I like working with static type safety, and IDEs can help with this in a few languages. But as Python's IDE are not always optimal with type safety, refactoring and completion features (it gives a kind of static typing with type hints - but it's not enforced, not always available as Python is dynamic, not always predictable and it doesn't provide any real safety in the end). So, I chose Rust.

I was also looking for a language that could be compiled or packed in a single runtime-less binary so we would not have to manage any Python or library version requirements.

I like advanced features like generics, optional types, pattern matching, and proper error management, so Rust seemed more appropriate than Go.

The project would have run the same on Python… But with the hassle of having to manage the dependencies everywhere we want to deploy it, or having to create heavy container images just for it - It is slower to deploy and harder to maintain.

It would have run the same on Go too, but there the error management wouldn't have been so effective: missing generic types in Go can also sometimes make you do dirty workarounds and Rust give you some interesting functional approaches (pattern matching, powerful collection library).

Coding was more effective in Rust

The project would have worked the same in Python or Go, but the coding was more effective in Rust. The experience was good for the first project in a new language. The error messages when the compilation is failing are very explicit, and usually include the solution of the problems directly in it. The libraries usually have good documentation, like reqwest, serde, and structopt in my case, which makes them easy to use, and the autocompletion features of the various IDE help compared to what you can get from dynamic languages like Python (type hints are not as precise a real static typing)

The fact that the tests are directly included in each Rust file as a submodule is a bit surprising when you come from other languages. But it’s easy to manage, and the integrated test system from cargo is user-friendly.

I had some trouble with memory management because when you are used to coding with languages using garbage collectors like Python or Go, you are used to the compiler giving some hints but not always pointing at the origin of the problem. As it wasn’t a persistent problem for me, I used .clone() from time to time to avoid increasing the complexity too much.

I also liked the fact that there are Cargo plugins that would allow for example to directly create deb and rpm archives to distribute the applications easily on various Linux distributions.

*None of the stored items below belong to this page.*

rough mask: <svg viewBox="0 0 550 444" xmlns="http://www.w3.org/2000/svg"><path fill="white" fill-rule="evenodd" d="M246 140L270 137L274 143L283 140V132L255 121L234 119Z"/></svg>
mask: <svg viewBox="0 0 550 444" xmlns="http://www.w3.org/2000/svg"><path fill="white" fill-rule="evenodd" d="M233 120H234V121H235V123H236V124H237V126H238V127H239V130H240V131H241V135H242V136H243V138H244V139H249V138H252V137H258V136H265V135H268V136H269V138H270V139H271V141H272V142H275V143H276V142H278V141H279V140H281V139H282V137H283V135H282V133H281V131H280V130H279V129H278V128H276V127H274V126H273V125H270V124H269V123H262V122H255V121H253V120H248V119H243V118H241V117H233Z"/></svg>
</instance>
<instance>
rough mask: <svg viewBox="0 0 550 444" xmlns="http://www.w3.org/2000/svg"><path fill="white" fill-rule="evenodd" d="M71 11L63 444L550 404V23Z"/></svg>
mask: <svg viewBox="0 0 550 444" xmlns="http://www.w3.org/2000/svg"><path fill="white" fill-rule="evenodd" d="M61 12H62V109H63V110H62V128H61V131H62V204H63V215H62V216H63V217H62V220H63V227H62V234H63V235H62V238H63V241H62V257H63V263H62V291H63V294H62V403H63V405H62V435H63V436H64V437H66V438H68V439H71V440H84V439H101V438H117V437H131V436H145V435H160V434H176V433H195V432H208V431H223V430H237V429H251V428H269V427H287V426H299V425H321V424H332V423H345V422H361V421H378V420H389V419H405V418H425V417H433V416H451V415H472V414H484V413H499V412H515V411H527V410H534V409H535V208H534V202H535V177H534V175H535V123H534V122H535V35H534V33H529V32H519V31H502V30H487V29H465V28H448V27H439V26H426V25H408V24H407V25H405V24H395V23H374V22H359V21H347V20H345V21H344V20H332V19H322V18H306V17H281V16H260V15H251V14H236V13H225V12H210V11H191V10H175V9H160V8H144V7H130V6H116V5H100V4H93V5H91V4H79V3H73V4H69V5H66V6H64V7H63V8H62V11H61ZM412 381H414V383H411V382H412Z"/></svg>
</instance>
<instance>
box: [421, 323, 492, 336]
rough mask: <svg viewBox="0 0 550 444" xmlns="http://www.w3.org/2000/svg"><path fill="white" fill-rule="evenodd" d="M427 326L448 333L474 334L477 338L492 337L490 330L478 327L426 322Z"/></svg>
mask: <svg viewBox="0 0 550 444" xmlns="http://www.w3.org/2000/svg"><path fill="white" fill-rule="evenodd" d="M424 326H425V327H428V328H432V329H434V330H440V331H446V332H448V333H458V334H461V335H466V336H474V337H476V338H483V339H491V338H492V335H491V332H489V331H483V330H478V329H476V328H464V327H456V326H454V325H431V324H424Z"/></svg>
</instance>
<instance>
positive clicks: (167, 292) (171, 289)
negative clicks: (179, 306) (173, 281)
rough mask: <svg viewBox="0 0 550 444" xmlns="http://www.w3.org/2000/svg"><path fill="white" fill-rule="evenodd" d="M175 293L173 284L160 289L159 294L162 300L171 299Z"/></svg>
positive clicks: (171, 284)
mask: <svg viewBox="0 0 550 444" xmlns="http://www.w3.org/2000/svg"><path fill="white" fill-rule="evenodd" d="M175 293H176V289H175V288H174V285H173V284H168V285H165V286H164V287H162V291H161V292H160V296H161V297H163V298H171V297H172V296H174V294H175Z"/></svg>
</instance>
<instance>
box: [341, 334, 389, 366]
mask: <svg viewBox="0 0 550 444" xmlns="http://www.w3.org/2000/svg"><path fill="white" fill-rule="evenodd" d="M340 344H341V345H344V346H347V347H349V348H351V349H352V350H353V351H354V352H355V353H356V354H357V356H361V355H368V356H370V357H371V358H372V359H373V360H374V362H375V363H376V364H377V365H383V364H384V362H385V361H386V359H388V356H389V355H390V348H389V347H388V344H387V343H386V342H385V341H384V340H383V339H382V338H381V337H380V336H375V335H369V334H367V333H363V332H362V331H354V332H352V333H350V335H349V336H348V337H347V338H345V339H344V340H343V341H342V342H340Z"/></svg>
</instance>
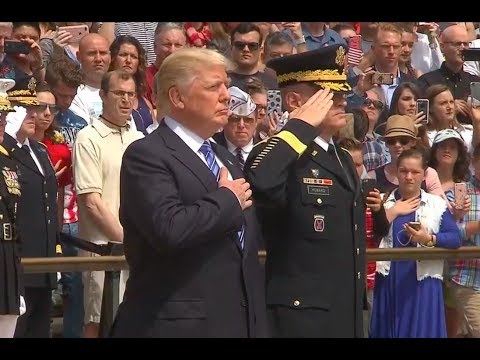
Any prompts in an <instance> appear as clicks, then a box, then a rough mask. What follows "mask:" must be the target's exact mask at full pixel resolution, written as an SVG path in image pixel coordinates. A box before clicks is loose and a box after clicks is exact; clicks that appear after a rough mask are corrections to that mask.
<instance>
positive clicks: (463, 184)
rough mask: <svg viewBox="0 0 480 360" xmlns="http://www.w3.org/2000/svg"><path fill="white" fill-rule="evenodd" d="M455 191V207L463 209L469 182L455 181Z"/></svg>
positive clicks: (466, 194) (454, 185)
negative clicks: (458, 181)
mask: <svg viewBox="0 0 480 360" xmlns="http://www.w3.org/2000/svg"><path fill="white" fill-rule="evenodd" d="M453 192H454V199H455V200H454V202H455V209H457V210H461V209H463V206H464V205H465V196H466V195H467V184H466V183H463V182H461V183H455V185H454V187H453Z"/></svg>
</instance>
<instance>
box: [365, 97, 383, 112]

The community has been very helpful, I usually find the answers quite easily when googling, asking colleagues that have more experience than me on Rust, or asking on the Rust Discord chat.

Post-Mortem

In the end, it was a good experience, I enjoyed using Rust and I will use it again for my next projects. Probably some code running directly on Cisco Nexus devices to avoid using old Python 2. Rust will become one of the default languages in the team as we keep being pleased by its features. Rust where we can, Python where we must.

Having developed this tool saved us a lot of time and hassle by not having to add all the new devices manually. The project is available here, next to other open-source projects Scaleway contributes to as well. So, if you have the same problem: help yourself.